Já não constitui novidade que os videoclipes ganharam uma centralidade que parecia perdida. Até aos anos 1980, as capas dos discos e as fotos desempenhavam um papel fulcral na projecção do imaginário dos músicos. Depois surgiu a MTV e os videoclipes tornaram-se revelantes. Com o surgimento da Internet, a MTV perdeu fulgor e os vídeos, durante alguns anos, pareceram esquecidos.
Nos últimos tempos operou-se a reviravolta, com plataformas como o YouTube ou o Vimeo e as redes sociais a transformarem-se em canais de partilha de videoclipes, a maior parte deles pensados enquanto produtos de baixo custo assentes em ideias singulares.
Hoje os vídeos não são apenas uma ferramenta de promoção. São uma forma de cantores e músicos veicularem o seu imaginário, um veículo artístico fundamental que já não é dissociável da música. Fazem parte de um corpo artístico total. No caso de FKA Twigs isso é evidente. Quem vê os vídeos não dissocia a sua música das imagens e vice-versa. Fazem parte da mesma identidade, apesar de serem objectos artísticos diferentes.

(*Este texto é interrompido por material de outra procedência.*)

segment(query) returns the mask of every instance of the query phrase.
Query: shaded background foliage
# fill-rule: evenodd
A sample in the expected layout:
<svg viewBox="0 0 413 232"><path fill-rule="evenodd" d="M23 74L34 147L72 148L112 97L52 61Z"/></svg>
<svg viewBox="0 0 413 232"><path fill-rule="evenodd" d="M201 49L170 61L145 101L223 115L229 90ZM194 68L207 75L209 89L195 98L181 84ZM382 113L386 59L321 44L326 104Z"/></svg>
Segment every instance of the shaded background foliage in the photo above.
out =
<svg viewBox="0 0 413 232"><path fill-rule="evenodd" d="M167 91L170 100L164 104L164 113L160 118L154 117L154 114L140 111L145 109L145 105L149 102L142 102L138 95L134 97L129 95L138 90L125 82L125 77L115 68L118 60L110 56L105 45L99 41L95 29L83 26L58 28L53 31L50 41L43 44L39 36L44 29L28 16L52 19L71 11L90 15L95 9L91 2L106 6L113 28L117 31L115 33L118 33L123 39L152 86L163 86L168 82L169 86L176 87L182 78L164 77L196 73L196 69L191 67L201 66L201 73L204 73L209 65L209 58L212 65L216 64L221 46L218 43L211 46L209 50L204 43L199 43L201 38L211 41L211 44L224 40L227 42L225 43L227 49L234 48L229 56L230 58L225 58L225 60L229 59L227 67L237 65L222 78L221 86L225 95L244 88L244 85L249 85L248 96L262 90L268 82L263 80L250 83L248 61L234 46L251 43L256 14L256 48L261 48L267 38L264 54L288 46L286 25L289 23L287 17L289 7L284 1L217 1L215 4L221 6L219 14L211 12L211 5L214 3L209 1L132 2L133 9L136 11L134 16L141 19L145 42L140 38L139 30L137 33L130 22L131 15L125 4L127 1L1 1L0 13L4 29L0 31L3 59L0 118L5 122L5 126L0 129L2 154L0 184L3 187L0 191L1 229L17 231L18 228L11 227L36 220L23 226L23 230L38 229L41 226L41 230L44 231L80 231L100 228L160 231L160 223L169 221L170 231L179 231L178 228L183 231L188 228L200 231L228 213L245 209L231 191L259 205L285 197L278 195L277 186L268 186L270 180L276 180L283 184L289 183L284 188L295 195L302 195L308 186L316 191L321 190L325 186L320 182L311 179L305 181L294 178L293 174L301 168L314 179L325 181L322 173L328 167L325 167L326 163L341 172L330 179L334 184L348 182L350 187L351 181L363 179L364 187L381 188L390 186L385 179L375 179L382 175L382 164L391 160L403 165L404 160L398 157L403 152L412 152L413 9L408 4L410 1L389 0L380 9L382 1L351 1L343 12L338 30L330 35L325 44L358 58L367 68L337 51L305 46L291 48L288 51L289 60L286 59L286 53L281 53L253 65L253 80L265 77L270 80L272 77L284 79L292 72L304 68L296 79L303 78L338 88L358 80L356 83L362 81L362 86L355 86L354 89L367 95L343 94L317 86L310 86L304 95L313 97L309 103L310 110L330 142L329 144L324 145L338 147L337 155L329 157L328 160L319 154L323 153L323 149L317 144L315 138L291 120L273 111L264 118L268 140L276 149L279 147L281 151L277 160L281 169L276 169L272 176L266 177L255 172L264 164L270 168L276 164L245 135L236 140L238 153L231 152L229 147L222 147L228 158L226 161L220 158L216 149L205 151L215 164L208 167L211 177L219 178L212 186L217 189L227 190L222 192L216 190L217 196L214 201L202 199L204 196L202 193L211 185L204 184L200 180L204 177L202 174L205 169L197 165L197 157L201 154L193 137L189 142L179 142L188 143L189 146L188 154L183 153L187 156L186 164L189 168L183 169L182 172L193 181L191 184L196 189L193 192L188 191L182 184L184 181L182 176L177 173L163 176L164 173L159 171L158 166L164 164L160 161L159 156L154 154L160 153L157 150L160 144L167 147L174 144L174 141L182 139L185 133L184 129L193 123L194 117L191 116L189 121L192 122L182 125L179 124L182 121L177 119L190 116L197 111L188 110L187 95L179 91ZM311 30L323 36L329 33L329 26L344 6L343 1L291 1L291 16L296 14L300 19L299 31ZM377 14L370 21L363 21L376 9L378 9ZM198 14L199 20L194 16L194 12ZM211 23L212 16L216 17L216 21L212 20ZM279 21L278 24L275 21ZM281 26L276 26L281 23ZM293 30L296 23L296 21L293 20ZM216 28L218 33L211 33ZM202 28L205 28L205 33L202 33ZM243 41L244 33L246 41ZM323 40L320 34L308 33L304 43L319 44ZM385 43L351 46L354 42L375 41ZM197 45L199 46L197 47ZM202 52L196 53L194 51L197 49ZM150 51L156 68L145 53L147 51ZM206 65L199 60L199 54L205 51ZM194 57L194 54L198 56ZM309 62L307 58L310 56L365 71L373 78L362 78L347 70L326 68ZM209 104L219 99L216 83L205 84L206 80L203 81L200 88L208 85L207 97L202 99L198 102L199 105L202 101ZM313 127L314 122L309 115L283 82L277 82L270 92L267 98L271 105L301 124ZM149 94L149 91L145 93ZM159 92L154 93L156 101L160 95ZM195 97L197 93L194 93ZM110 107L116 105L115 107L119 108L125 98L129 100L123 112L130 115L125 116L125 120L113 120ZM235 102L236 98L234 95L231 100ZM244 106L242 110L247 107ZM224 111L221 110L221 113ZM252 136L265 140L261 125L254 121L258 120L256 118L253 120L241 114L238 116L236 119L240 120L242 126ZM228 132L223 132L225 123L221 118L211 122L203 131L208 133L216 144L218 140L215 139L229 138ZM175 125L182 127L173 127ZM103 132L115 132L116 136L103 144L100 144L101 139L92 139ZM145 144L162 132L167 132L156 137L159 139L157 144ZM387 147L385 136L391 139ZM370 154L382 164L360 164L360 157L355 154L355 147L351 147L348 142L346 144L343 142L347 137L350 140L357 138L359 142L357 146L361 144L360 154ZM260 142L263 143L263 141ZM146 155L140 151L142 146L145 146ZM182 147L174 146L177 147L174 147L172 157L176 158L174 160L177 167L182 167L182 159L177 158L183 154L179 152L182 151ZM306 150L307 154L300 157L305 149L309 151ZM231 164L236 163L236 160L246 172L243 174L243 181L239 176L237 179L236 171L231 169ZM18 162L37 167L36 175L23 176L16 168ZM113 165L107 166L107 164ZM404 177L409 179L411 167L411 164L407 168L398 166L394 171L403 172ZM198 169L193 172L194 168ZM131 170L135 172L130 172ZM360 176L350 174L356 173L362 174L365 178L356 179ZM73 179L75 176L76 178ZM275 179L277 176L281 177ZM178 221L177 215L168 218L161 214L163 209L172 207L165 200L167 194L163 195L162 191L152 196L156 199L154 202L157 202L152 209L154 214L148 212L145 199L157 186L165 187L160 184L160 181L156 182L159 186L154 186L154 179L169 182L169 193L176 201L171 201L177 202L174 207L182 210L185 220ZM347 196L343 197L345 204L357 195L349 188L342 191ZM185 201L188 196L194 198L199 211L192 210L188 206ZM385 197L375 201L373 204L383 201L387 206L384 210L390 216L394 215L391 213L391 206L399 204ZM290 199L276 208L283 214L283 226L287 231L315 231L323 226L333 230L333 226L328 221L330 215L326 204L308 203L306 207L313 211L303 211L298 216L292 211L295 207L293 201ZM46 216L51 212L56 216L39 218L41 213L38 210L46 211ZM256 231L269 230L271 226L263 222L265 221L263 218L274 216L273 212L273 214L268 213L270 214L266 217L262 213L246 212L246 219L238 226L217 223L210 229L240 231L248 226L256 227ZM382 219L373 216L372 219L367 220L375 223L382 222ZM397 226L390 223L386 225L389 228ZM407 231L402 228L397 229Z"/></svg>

FKA Twigs conhece bem o universo dos vídeos porque durante dois anos dançou em muitos deles (Kylie Minogue, Ed Sheeran, Jessie J ou Taio Cruz), sendo ainda hoje reconhecida na rua por algumas dessas imagens. Não espanta que, quando começou a cantar, de imediato os videoclipes tenham adquirido relevância no seu percurso. Tal como acontece na música, tem uma grande preocupação em participar em todos os processos artísticos, daí que tenha optado por realizar alguns dos vídeos pessoalmente ou então em regime de colaboração com outros realizadores como Nick Walker, Tom Beard ou Jesse Kanda. Foi o que aconteceu recentemente também com Nabil Elderkin (Frank Ocean, Nicki Minaj), com quem co-realizou há pouco o vídeo para Two weeks, talvez o mais ambicioso até agora, em termos de produção.
Mas os mais icónicos são provavelmente os videoclipes para a canção Water me, que co-realizou com o artista canadiano Jesse Kanda, onde o seu rosto surge retocado digitalmente, parecendo uma boneca robotizada, num efeito paradoxal de híper-humanização, ou Papi pacify, que ela própria dirigiu, surgindo nos braços de um homem, numa sensual performance física de dominação-submissão.

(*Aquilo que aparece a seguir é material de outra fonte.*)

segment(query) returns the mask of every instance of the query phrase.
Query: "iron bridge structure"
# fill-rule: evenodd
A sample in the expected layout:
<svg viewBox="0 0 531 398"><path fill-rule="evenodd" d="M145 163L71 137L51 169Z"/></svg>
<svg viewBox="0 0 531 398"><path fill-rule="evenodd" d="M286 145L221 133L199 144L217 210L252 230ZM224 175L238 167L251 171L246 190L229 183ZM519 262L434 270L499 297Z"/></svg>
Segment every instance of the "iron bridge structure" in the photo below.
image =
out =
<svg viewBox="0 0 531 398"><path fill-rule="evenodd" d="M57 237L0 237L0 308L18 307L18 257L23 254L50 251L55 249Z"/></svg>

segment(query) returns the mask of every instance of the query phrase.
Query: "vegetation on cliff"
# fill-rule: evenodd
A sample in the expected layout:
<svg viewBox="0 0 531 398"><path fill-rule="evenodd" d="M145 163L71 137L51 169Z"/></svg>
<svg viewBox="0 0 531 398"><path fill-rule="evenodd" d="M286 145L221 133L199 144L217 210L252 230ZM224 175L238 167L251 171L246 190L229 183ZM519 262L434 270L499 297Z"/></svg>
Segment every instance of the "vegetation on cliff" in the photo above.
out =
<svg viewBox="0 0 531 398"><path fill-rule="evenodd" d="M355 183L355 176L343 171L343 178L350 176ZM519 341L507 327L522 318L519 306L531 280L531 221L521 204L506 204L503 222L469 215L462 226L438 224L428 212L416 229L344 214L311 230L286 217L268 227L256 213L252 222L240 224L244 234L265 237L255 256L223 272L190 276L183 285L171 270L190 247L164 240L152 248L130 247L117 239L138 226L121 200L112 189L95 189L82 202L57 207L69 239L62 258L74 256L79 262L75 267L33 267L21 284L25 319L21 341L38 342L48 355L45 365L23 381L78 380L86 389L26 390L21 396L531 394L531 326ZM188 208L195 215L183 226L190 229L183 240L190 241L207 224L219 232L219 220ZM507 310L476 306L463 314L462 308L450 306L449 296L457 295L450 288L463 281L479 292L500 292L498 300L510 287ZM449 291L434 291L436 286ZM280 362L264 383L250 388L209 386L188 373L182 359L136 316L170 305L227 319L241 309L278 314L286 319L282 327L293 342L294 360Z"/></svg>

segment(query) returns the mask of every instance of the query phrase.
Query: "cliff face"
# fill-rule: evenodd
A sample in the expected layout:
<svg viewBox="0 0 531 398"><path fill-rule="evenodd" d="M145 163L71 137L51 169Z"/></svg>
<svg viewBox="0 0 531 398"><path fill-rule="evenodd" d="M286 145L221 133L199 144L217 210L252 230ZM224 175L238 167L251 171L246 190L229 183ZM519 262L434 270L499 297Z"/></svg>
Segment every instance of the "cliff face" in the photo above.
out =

Esse tipo de dualidade está aliás presente em muitos dos seus vídeos, como em Hide, onde mescla os atributos feminino-masculino, numa performance que, inicialmente, parece animada por computador. E o mesmo sucede no excelente How’s that, realizado com Jesse Kanda, onde o corpo de uma mulher vai sendo desvendado graficamente até não ser mais do que massa disforme.
Em todos eles as cores jogam um papel muito importante. Por vezes FKA Twigs opta por um denso preto-e-branco, ou então pelo contraste de cores muito fortes, como o vermelho, também presente na capa do álbum.

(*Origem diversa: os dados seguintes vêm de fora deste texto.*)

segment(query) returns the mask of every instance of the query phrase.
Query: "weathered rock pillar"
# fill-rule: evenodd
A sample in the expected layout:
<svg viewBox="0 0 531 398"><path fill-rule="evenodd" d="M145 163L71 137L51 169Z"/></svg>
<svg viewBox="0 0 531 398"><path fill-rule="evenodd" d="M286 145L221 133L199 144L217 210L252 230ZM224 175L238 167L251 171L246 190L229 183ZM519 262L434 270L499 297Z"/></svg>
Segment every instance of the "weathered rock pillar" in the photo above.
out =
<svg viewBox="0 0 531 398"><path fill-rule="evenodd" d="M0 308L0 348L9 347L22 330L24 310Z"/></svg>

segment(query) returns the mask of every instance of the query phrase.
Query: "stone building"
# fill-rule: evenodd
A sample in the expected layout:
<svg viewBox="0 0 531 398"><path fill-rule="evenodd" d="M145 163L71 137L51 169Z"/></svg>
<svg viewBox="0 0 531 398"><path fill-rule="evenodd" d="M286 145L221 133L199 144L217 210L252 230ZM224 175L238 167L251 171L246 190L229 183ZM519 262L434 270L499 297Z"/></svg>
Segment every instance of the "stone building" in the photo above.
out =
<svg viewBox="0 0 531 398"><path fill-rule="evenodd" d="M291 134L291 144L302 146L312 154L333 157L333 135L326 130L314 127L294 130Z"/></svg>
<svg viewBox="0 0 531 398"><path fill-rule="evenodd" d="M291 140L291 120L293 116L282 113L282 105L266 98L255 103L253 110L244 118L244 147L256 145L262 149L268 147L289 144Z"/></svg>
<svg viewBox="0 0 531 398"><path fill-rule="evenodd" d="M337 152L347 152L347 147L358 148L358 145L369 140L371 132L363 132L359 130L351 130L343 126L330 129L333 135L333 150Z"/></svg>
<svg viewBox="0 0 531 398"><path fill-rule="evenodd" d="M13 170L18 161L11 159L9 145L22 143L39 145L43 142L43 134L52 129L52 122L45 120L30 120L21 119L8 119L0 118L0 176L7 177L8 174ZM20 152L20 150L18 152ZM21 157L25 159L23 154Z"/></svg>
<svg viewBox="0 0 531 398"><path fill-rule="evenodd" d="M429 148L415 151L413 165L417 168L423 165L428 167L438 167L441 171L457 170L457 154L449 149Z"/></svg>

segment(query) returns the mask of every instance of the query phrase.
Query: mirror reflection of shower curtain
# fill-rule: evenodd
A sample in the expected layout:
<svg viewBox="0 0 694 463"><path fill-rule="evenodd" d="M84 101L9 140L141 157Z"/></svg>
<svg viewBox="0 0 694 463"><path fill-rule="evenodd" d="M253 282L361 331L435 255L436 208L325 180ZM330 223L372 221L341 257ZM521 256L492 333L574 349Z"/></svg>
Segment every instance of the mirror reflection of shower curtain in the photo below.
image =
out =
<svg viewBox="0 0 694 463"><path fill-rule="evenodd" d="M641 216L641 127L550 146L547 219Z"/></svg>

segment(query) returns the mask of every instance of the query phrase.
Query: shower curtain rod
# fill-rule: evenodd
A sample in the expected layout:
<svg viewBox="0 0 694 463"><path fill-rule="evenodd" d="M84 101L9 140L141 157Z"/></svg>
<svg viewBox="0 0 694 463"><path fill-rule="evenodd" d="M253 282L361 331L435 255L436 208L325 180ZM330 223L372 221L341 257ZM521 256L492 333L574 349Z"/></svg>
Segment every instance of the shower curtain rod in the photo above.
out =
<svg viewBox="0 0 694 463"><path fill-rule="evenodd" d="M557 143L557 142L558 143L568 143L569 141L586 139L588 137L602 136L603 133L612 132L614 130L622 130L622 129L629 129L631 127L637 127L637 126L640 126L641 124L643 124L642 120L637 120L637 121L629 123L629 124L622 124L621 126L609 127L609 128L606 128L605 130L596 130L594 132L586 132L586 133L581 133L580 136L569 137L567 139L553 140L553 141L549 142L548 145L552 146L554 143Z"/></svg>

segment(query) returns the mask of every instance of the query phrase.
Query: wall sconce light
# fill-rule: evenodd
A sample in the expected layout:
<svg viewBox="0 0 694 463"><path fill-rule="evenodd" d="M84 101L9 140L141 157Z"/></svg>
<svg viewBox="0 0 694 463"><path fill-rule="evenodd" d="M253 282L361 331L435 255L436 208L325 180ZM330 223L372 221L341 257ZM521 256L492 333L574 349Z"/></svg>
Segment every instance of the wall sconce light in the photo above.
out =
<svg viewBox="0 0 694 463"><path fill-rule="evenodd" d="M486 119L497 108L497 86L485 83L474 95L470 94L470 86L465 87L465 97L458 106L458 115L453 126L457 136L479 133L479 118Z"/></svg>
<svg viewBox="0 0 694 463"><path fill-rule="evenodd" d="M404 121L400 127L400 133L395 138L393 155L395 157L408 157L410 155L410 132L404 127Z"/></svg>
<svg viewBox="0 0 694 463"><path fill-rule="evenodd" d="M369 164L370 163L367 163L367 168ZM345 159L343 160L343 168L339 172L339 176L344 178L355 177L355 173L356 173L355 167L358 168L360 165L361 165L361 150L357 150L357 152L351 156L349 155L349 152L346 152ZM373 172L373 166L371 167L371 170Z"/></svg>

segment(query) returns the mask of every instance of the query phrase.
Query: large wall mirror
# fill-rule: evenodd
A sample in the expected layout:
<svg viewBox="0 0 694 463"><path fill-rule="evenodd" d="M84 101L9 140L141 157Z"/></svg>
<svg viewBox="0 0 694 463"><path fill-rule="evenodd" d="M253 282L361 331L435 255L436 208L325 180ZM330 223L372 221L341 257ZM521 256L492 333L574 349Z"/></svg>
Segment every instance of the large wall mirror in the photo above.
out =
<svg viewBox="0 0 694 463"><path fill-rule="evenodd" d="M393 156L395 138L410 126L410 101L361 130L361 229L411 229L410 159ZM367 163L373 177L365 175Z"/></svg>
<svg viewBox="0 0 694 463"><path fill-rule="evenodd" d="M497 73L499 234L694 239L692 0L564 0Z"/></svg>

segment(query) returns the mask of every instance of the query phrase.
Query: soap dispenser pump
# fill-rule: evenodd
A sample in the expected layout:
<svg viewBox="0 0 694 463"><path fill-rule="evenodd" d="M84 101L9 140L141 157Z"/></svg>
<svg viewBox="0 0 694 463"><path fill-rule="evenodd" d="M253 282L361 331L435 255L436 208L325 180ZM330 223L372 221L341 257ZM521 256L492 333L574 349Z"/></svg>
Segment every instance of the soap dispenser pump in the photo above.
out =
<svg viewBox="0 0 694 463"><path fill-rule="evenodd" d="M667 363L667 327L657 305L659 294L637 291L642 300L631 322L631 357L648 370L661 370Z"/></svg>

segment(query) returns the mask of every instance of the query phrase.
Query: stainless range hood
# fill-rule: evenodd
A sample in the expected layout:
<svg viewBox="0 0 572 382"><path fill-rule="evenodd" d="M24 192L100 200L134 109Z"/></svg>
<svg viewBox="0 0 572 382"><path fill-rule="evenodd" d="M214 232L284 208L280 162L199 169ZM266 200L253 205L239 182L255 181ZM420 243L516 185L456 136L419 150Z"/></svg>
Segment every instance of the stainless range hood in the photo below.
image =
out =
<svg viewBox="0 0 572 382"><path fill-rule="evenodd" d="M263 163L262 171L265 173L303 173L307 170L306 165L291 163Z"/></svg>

De todas as colaborações visuais que encetou ao longo do último ano e meio, as que produziu com Jesse Kanda – que também criou a capa do disco – parecem as mais relevantes. Os dois conheceram-se através do produtor Arca (com quem Jesse partilhava um apartamento), e o imaginário de ambos ajusta-se na quase perfeição. Em quase todos os projectos artísticos de Jesse Kanda predominam as formas fluídas pós-humanas, com qualquer coisa de graficamente futurista, embora aquilo que projectem seja bem humano, misto de fragilidade, mas também de violência, mais sugerida do que declarada. Exactamente como na música de FKA Twigs.